You should also consider using some of these social media services in lieu of or in addition to blogging -- and figure out how to feed them into your Web site.

If your name is already taken as a domain name, don't stress about it too much -- these days URLs are less important that developing a solid presence that shows up in search engines. Instead come up with something that represents you and/or your work in an easy, memorable way and base all your domain name registrations and accounts on that.

And now it occurs to me that some of this may be total Greek to your readers. If I can find the time and there's interest, I'll write a more detailed AMV post on social media and authors.

Gamila said...

Hey good advice here. It always annoys me when authors don't have on their website what they are writing next. If we are visiting the website were interested in the writing! We want to know more about what you will write next! Of course even if you aren't writing something because life has cursed you or something that's still nice to know.

patricia said...

Excellent comments, William.

I like WordPress, and agree with William in that it does give you some flexibility. I'm still learning how to use it, so perhaps I might be able to offer some information and suggestions to those considering it.

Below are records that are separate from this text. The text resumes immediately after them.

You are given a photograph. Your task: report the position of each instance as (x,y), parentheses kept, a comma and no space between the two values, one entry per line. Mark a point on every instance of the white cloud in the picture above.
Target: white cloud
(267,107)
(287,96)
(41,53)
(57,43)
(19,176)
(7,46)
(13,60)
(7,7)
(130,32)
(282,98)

WordPress comes in two flavors: WordPress.com, which is like Blogger, meaning you don't need a hosting account; and WordPress.org, where you can download the open source program for free and install it on your server.

If you don't want to do much customization and want a simple blog, stick with WordPress.com. If you're not afraid to play around with files, troubleshoot and experiment, downloading the program from WordPress.org OR paying for a web host that offers WP as an automatic install is the way to go.

WordPress gets updated constantly, and if you do all the dirty work yourself, you'll have to update it each time (extracting files, using FTP to overwrite old files) unless you have a WordPress.com blog. I'm a .org girl, and this latest version seems to be more user-friendly. A cool thing about using WordPress on your own host account is that there are literally hundreds of free themes out there and you can change the look of your blog as often as you want. I just changed my theme; check out my blogsite at http://www.patriciawiles.com. I call it a blogsite since it's a blog but has pages for each published book I've published so far. :)

My advice to anyone considering WordPress, either .com or .org versions, is to buy a copy of WordPress for Dummies. Absolutely. If you're like me and know just enough about this stuff to get you in trouble, you need the book. Back in February something went wrong when I tried to update to the latest WordPress version at the time, and I was unable to post to my blog for several weeks. I performed the most recent update, and now my blog is working fine. I've even figured out how to add widgets.

I've learned a lot of good information from your post, LDSP, and these comments. Thanks!